Since you have two different sources of raw data, you need to specify two bits of config:
class twint: export_path = '/backups/twint/db.sqlite'
class twitter_archive: export_path = '/backups/twitter-archives/*.zip'
Note that you can also just use my.twitter.archive
or my.twitter.twint
directly, or set either of paths to empty string: ''
Connecting to other apps
As a user you might not be so interested in Python interface per se.. but a nice thing about having one is that it's easy to connect the data with other apps and libraries!
/---- 💻promnesia --- | browser extension > | python interface > ----+---- 💻orger --- |💾 org-mode mirror | +-----💻memacs --- |💾 org-mode lifelog | +-----💻???? --- | REST api > +-----💻???? --- | Datasette > \-----💻???? --- | Memex >
See more in "How do you use it?" section.
Adding/modifying modules
The easiest is just to run HPI via with_my wrapper or with an editable PIP install. That way your changes will be reflected immediately, and you will be able to quickly iterate/fix bugs/add new methods.

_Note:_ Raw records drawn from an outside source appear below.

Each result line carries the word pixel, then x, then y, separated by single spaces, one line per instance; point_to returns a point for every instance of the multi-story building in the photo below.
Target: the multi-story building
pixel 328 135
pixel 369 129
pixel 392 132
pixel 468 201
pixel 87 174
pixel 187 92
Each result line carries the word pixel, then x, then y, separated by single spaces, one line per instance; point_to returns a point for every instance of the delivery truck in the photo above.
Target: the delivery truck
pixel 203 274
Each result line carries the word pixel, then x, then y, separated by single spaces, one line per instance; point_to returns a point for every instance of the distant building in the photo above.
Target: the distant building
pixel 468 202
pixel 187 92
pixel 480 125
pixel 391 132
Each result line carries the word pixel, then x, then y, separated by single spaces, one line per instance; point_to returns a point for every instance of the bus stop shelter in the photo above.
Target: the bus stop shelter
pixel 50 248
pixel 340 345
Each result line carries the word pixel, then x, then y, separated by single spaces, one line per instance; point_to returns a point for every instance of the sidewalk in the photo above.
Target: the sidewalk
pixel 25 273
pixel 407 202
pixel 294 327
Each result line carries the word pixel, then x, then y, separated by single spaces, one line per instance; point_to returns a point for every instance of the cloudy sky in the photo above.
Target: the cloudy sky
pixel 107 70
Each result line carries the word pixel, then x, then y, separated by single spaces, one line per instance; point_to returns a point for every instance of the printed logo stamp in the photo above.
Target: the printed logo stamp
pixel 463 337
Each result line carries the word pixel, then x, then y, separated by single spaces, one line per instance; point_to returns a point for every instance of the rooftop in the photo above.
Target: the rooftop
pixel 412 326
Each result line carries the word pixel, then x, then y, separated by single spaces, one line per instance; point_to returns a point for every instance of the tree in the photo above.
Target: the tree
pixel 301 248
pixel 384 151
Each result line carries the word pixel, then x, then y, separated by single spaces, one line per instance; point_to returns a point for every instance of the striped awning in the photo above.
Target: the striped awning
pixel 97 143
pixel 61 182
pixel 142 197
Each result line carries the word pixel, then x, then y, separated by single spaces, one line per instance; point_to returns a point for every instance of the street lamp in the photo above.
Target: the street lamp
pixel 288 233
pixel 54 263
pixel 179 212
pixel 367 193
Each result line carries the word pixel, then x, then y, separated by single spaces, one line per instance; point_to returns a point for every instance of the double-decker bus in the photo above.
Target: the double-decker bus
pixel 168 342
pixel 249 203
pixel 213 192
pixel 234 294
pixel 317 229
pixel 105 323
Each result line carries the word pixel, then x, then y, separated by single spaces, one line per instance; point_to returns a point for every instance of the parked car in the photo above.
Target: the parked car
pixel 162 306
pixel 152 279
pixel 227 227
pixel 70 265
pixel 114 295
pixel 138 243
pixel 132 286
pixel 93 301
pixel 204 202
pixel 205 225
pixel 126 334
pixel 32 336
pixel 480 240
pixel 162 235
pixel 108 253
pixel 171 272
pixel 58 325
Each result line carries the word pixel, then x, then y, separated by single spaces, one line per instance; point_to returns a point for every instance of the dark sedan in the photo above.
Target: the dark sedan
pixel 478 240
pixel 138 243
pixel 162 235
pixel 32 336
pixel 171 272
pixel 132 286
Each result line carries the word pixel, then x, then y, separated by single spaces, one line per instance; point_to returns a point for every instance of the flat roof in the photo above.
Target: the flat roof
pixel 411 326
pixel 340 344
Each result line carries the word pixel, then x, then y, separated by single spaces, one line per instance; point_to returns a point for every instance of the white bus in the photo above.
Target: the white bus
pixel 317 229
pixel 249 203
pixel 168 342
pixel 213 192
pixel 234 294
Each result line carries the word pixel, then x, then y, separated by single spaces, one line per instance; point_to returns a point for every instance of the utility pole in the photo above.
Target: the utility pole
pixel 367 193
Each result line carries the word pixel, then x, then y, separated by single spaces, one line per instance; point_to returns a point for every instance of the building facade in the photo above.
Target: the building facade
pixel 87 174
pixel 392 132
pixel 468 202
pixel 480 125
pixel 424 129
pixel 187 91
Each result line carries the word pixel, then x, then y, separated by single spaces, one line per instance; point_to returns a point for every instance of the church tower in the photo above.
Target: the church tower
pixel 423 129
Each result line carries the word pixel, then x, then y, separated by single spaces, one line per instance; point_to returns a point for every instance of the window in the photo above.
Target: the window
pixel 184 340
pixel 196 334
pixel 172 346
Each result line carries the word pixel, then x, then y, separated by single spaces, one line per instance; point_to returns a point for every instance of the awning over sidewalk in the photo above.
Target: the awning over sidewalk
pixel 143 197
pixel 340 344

The "proper way" (unless you want to contribute to the upstream) is to create a separate file hierarchy and add your module to PYTHONPATH
.
For example, if you want to add an awesomedatasource
, it could be:
custom_module └── my └──awesomedatasource.py
You can use all existing HPI modules in awesomedatasource.py
, for example, my.config
, or everything from my.core
.
But also, you can use override the builtin HPI modules too:
custom_reddit_overlay └── my └──reddit.py
Now if you add my_reddit_overlay
in the front of PYTHONPATH
, all the downstream scripts using my.reddit
will load it from custom_reddit_overlay
instead.
This could be useful to monkey patch some behaviours, or dynamically add some extra data sources – anything that comes to your mind.
I'll put up a better guide on this, in the meantime see "namespace packages" for more info.